Interep Interactive Units Shun CPA Campaigns

Equating cost-per-acquisition advertising campaigns with theft, John Durham, chief operating officer of Interep Interactive Inc., said his company's online marketing units have stopped accepting CPA campaigns that do not offer a minimum cash guarantee.

“Our sites do not want this business,” Durham said. “This is not advertising, this is outright thievery.”

Interep Interactive, a firm specializing in advertising and marketing for the broadcast industry, operates Winstar Interactive Media, a Web property representation company, and Cybereps, which specializes in streaming media sales to content sites. Both companies represent about 100 Web sites and perform brokerage services for dozens of e-mail lists.

Durham said CPA campaigns require large amounts of content and that clients see little return and are forced to pay the ad-serving costs themselves. In an e-mail message to his sales force, he said the company decided to take a stand for the industry and refuse CPA business.

“CPA campaigns hurt our clients several ways,” he said. “They take up an incredible amount of inventory for which our clients receive no compensation, and the sites have to eat ad-serving costs.

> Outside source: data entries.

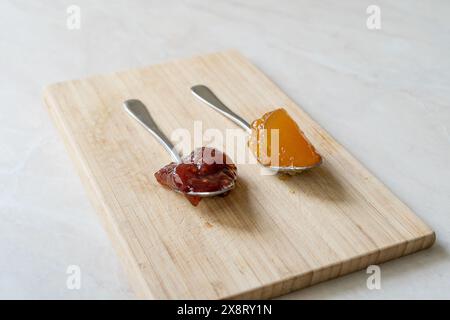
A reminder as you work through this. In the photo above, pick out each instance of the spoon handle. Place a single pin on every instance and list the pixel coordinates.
(139, 112)
(207, 96)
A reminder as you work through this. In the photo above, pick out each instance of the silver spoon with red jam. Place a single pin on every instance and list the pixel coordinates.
(206, 172)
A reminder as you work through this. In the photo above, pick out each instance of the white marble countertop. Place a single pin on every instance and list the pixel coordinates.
(384, 94)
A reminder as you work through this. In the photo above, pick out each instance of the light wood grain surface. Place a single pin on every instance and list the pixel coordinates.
(267, 238)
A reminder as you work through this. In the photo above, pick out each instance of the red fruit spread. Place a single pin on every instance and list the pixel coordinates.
(204, 170)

With these campaigns we take 100 percent of the risk, and the rewards are few and far between.”

CPA campaigns allow the client to pay the Web site or representation firm only if Web site visitors click on an ad or link and take a specific action such as signing up for a subscription to a newsletter, clicking through to another Web site or filling out a survey.

“We are professionals, and we should generate real dollars for our sites,” Durham wrote to his sales force. “We will take a stand for the industry and refuse this business. They are simply not worth the blood, sweat and tears.”

However, Interep Interactive may be in the minority in its refusal to accept CPA deals without a guarantee.

ValueClick, a Westlake Village, CA-based ad-serving firm, has built its business around CPA and cost-per-click campaigns. The company reported $56.7 million in revenue for 2000. Analysts forecast 2001 revenue at $42 million to $43 million. They noted that its emphasis on CPA campaigns is one factor in its success and has helped it ride out the economic downturn better than competitors like DoubleClick Inc., Engage and 24/7 Media, which rely more heavily on a cost-per-thousand metric.